In 1925, Kanouse won the Jeanne Cady Solis award of University of Michigan.

In 1929 Kanouse was serving as the president of the Women's Research Club at the university.

Kanouse was a charter member of the Mycological Society of America when it formed in 1932. In 1934 Kanouse was serving as the Botany sector chairman for the Michigan Academy of Science, Arts and Letters. and was elected as a Fellow of the American Association for the Advancement of Science.

Kanouse self-published a book of poetry, "Songs to Birchwood", in 1939.

In 1941 Kanouse was one of the founders of the Michigan Botanical Club and was for a short time the first Secretary/Treasurer.

Kanouse published an appreciation of the mycological work of notable gynecologist Howard Atwood Kelly (1858-1943).

Kanouse continued her work at the Herbarium until her retirement in 1960. Her areas of interest included Discomycetes and Phycomycetes, and she published many papers on specimens at the Herbarium, some of which she had collected herself.

==Contributions to taxonomy==
Kanouse is credited with describing the following:

Orders: Leptomitales

Genera: Acervus, Gelatinodiscus, Leucovibrissea, Modicella, Pseudociboria

Species: Acervus aurantiacus, Blastocladia gracilis, Blastocladia globosa, Blastocladia tenuis, Cenangium tennesseense, Chlorociboria aeruginascens, Gelatinodiscus flavidus, Humaria stellata, Lachnum palmae, Lambertella belisensis, Leucovibrissea obconica, Pseudociboria umbrina, Psilachnum cassandrae, Psilachnum miniatum, Trichophaea michiganensis, Tryblidaria washingtonensis

==Legacy==
A genus in Saccardiaceae was named "Kanousea" in 1962 by Augusto Chaves Batista and Raffaele Ciferri in her honor, but the species included have been removed to Johansonia and Microcallis.
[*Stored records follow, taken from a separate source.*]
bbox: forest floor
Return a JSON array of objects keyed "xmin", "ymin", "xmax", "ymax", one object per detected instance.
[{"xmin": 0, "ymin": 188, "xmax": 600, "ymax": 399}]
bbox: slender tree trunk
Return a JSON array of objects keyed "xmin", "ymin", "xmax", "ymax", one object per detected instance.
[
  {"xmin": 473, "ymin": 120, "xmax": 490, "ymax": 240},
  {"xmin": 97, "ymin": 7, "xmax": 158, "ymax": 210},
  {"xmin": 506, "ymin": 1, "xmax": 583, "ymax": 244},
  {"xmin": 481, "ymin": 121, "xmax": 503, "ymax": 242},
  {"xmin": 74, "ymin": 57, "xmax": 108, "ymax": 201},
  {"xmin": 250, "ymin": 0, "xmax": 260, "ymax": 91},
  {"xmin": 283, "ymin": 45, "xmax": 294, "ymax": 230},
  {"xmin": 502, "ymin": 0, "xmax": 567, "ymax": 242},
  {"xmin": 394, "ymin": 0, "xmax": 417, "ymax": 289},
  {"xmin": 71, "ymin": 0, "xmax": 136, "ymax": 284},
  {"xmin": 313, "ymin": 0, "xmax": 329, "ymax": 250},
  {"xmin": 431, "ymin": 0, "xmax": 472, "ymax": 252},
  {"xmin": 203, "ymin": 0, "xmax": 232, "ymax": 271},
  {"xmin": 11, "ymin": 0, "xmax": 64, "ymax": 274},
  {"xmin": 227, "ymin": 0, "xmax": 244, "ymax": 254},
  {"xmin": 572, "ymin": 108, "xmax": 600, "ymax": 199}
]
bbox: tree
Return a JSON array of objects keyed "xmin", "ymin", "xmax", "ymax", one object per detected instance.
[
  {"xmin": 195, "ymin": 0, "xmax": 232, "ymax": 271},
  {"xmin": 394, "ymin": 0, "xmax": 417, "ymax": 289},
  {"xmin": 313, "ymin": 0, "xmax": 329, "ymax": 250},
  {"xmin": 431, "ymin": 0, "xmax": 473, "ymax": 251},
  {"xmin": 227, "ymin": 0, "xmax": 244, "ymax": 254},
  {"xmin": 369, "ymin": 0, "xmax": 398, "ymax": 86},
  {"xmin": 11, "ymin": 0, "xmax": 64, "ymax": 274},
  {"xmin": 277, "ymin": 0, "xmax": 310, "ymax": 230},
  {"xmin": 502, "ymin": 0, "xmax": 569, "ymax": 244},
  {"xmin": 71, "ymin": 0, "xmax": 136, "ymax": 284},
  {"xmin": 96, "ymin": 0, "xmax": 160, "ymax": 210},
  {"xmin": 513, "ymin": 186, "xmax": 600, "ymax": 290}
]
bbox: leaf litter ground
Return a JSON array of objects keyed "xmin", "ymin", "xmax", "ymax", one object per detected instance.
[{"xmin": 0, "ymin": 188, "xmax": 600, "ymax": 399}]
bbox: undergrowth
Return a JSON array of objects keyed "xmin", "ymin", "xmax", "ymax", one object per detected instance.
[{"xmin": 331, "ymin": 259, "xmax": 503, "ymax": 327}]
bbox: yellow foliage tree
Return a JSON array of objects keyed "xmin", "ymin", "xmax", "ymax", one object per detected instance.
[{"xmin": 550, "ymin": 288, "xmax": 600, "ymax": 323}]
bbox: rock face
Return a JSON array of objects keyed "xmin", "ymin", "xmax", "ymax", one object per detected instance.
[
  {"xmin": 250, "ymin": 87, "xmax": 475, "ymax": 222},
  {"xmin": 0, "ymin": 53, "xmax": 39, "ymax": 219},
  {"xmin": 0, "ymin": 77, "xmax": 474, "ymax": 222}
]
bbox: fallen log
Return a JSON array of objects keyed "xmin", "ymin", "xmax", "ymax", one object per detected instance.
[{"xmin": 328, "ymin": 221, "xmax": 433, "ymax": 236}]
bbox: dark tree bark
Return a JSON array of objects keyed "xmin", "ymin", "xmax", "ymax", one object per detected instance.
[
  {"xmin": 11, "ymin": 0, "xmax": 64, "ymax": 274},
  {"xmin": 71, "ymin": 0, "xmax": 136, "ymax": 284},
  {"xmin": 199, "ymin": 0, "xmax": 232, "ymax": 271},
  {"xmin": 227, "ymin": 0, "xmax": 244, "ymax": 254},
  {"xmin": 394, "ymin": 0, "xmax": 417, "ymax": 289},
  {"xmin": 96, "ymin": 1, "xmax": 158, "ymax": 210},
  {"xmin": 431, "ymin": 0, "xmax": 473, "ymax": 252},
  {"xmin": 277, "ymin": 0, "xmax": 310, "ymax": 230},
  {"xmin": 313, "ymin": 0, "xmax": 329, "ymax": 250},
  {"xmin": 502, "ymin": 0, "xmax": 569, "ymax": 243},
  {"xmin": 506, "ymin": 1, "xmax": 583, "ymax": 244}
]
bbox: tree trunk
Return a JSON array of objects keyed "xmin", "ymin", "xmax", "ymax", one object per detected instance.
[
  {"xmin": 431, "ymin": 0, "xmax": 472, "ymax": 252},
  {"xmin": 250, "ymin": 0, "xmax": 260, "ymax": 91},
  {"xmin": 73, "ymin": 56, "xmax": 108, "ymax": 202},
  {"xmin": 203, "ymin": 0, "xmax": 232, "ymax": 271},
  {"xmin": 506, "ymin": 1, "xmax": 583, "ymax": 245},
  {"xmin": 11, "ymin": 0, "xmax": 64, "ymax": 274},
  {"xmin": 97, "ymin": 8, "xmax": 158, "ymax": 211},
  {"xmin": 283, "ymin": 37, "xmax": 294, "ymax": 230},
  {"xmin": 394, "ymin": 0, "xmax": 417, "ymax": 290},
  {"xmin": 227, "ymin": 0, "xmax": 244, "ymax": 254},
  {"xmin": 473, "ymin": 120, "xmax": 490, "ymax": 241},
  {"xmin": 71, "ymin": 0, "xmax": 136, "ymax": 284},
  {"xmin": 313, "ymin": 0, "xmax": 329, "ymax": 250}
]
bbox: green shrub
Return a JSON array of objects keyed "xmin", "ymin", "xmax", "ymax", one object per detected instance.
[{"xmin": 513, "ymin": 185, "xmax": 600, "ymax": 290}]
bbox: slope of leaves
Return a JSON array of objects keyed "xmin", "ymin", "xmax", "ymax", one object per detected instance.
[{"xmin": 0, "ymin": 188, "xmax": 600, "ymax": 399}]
The species Octospora kanouseae in the family Pyronemataceae was named in her honor in 1966 by V. P. Tewari and D. C. Pant. The agaric mushroom species Hebeloma kanouseae was named in her honor by mycologist Alexander H. Smith in 1983.

Kanouse is buried in Lake View Cemetery in Quincy, Michigan, with her father, mother, and infant sister.